Traditionally, marketers have conducted brand research using surveys, focus group discussions and other primary research methods to understand consumer needs and generate insights on consumer behavior. These insights can be both qualitative and quantitative and can help a business make better decisions. But there are obvious limitations with this approach, not the least of which is the amount of time one of these studies takes (around three to four months). But in today’s digital age, there’s an entire mass of readily available marketing research data generated every single day: the consumer review.
The total number of reviews and opinions on TripAdvisor worldwide, for instance, has increased gradually since 2014 and an estimated aggregated number of reviews peaked at roughly one billion in 2021, rising by approximately 13% over the previous year. India alone saw over 551K smartphone users post reviews online in the first half of 2020. Going through consumer reviews for a product has become an integral part of the buying journey in the digital world.
For brands, this means an impact on conversion rate and sales. On average, the conversion rate of a product can increase by 270% with a steady stream of new reviews. High-priced items can see their conversion rate increase by as much as 380% as they accumulate reviews, and low-priced items can see their conversion rate increase by as much as 190%. The existence of reviews clearly provides a valuable signal to customers, increasing their propensity to purchase the product.

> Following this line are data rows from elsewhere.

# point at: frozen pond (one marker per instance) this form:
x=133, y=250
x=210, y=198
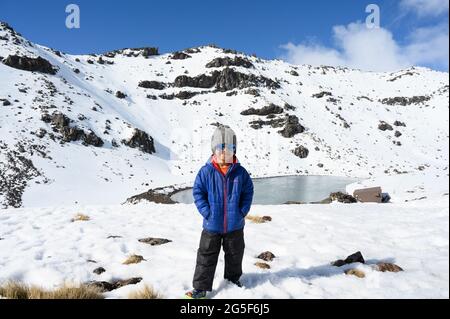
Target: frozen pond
x=279, y=190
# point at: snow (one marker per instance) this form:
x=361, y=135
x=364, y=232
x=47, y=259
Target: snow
x=40, y=245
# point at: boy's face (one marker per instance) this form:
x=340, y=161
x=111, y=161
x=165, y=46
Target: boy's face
x=224, y=155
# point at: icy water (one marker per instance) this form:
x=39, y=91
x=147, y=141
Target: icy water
x=279, y=190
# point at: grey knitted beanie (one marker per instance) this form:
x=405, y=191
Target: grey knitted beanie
x=223, y=135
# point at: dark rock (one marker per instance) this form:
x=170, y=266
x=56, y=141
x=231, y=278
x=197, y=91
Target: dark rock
x=266, y=110
x=141, y=140
x=225, y=80
x=388, y=267
x=154, y=241
x=30, y=64
x=342, y=198
x=185, y=95
x=105, y=286
x=179, y=56
x=354, y=258
x=398, y=123
x=383, y=126
x=292, y=127
x=266, y=256
x=404, y=101
x=152, y=85
x=301, y=152
x=322, y=94
x=167, y=96
x=91, y=139
x=120, y=95
x=227, y=61
x=99, y=270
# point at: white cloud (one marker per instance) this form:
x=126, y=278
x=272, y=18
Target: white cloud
x=356, y=46
x=375, y=49
x=426, y=7
x=429, y=46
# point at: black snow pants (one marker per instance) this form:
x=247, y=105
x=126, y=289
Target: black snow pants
x=208, y=254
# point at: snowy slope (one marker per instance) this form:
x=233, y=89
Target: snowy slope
x=41, y=246
x=341, y=129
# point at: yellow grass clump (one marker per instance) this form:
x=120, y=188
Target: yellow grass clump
x=17, y=290
x=145, y=293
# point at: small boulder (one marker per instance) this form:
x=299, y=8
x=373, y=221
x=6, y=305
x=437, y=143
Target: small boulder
x=266, y=256
x=388, y=267
x=355, y=272
x=99, y=270
x=154, y=241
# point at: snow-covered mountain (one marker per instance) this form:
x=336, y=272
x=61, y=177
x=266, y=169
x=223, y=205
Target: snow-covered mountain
x=97, y=129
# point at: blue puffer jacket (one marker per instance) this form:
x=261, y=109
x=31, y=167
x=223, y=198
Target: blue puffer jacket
x=223, y=201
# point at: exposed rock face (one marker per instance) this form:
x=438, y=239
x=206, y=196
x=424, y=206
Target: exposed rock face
x=354, y=258
x=322, y=94
x=120, y=95
x=154, y=241
x=342, y=198
x=105, y=286
x=266, y=256
x=266, y=110
x=15, y=172
x=301, y=152
x=403, y=101
x=225, y=80
x=355, y=272
x=133, y=52
x=383, y=126
x=30, y=64
x=227, y=61
x=398, y=123
x=61, y=123
x=292, y=127
x=388, y=267
x=152, y=85
x=180, y=56
x=141, y=140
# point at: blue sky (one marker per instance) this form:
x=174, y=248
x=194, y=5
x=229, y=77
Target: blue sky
x=297, y=31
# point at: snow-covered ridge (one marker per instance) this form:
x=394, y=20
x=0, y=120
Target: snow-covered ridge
x=106, y=127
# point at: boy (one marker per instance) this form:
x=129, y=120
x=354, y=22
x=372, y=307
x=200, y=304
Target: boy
x=223, y=194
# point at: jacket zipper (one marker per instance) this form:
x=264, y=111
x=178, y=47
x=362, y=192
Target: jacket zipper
x=224, y=205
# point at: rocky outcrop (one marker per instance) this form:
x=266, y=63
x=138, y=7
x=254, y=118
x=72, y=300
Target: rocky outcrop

There is a great deal to be gained from thinking of reviews as data. Companies that ignore this are not only doing themselves a disservice but also losing what is going to be an increasingly important line of vision into their customer base.
There are a lot of granular insights that can be teased out from this review data. In most cases, consumers leave very detailed feedback, such as, “The store experience was great, but the design variety could have been better,” or “The fit and feel was excellent, but the size was smaller than usual.” What’s needed then is an artificial intelligence (AI) tool that can extrapolate from these reviews things like brand perceptions, product attributes and consumer preferences.
A solution that effectively mines reviews must be able to identify the factors that matter most to consumers and understand the sentiments associated with them. We’ve found that it’s critical in mining these reviews to link sentiment factors and quantify the impact those factors have on ratings. In addition to this, an AI tool needs to do four other major factors in order to create actionable insights for a brand:
- Identify the consumer need. This is the starting point for finding a brand’s perception and formulating a growth strategy around that.
- Quantify the impact of that need. There needs to be real data that can be used to show that the insight you glean from reviews can equate to a real change for the company.
- Inform competitive strategy. The tool should be able to take insights from the reviews and compare them to insights found on competitor sites.
- Understand the buying context. This is the sentiment aspect, and it’s critical to using reviews for market research purposes.
We’ve found in using our own tool that these factors have been successful with clients, as demonstrated in the two real-world examples below.
A lingerie brand came to us to get information on how their brand was performing in the Singapore market. Its goal was to position the company as a leader in one specific segment of the category. We started by scraping data from multiple marketplaces, collecting around 150K reviews—which allowed us to create an analysis that had some very insightful observations.
There were very specific category-level challenges related to some very important product attributes, like size and fit, which were discovered during the project. The product team worked with suppliers to alter the product profile based on the feedback received. This helped them to move ahead of the competition since these problems were brand agnostic.
We also derived insights related to challenges in product delivery. The brand team worked with marketplaces to understand the challenges in detail. Eventually they were able to streamline the delivery process and ensure the right products are delivered to customers.
The AI product is now being leveraged across various markets in the Asia-Pacific region to better understand consumer needs and product preferences.
In another case, we worked with a retailer that had rich net promoter score (NPS) data collected at their store level. Along with the NPS score, the free text option allowed consumers to write detailed reviews about products, store-level service, etc. ZS’s AI solution enabled the retailer to look at store-level nuances and regional consumer preferences to inform the retailer’s operations model and pricing and product strategy.
Our customer experience team got a view into consumer sentiment on the purchase process, overall store experience and post-purchase store experience, which had many areas of opportunity. The retailer revamped the billing and purchase process, making it streamlined and faster.
The insights generated were also able to point out specific challenges on staff behavior and the shopping experience with key stores in one region. The retailer focused on in-store staff training and rotation while also tagging better performing stores with the underperformers to alleviate the people challenges.
Digital has enabled consumers to be more vocal than ever before, and it’s imperative that brands utilize this rich information as part of their strategy. Relying solely on traditional market research methods is a serious disadvantage—one that may cost brands dearly in the future. In today’s digital world, that means utilizing advanced AI tools that not only enable insight generation at speed and scale but also read these insights within the wider context of like-minded consumers.